Math: Now this is one subject that most school-going children learn to hate. (What happened to that passion? Did it get sent to the principal’s office for PDA? Did it get squashed out in first grade being forced to tell time and dates over and over–something any reasonable person will learn without formal education, even?) Unschoolers, on the other hand, learn math as they adapt recipes in the kitchen, calculate player stats and analyse player performance in their favorite sports, play with duel decks, look for bargains, and go shopping. (Doesn’t this require independence? I wonder should we foster independence, even?)
Writing: In some cases, unschoolers learn to write out of an interest in writing stories. In other instances, they learn to write in order to communicate with a grandparent through letters (Are they in cursive? You know cursive isn’t common core. Exit stage, left!), share information on a topic that interests them or write fan-fiction for their favorite online role-playing game. As for writing form, that is learned not through writing but by having meaningful conversations, reading good material and developing good thinking skills, all of which are fostered in unschooling. (It’s not fostered by sticking 14 year-old boys and girls in the same classroom? Smoochie. Smoochie.)
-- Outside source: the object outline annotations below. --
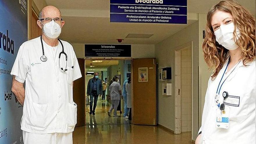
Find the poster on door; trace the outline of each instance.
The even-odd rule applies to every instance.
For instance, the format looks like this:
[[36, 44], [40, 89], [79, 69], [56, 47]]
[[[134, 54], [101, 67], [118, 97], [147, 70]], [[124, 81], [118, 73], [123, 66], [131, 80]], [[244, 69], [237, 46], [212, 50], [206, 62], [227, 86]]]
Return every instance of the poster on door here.
[[147, 82], [147, 67], [139, 68], [139, 82]]

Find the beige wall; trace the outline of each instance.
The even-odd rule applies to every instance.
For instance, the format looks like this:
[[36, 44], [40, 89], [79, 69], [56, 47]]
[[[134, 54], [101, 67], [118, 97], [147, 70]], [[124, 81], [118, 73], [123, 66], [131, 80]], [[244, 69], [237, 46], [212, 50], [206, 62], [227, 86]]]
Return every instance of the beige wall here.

Spelling: Unschooling parents report various kinds of experiences when it comes to how their children picked up spelling. (Spelling? Color? Colour? Fiber? Fibre? Is it necessary, even? Do those tablets have spell chek, even? Gotcha’!) Some children have a natural flair for spelling. Others seemed to take a long time to develop good spelling skills, but then learned them incredibly quickly when the need arose, such as when they wanted to use big words in their writing or when they wanted to be taken seriously by others in online forums.
(Be careful with those costly school supplies. Heavens to Murgatroyd! You might break them, even!)
As for subjects like science and social studies, kids learn them through visiting museums, zoos, and planetariums, exploring nature, reading relevant books that interest them, and playing educational online games…TO BE CONTINUED
Over the last year, I’ve been noticing that I sometimes get in the way of my daughters’ learning. I help too much. I micro-manage too much. I’m practicing butting out. Cutting out. Going to cook dinner or something. School is about education and learning, not about the process. When school gets in the way of the potential and motivation to learn, it has failed the individual and the society. And for the record, a live calculus teacher is worth having if for only one student, even.
My apologies on the Snagglepuss humor. Or is it humour? My spelling is a little rusty. Stale, even! Next and final unschooling post (Thank you, Corinne) we will briefly discuss unschoolers getting jobs, socially interacting, and stigma.
What do you think of unschooling? Lazy? Brilliant? Ineffective? The tops? Scary?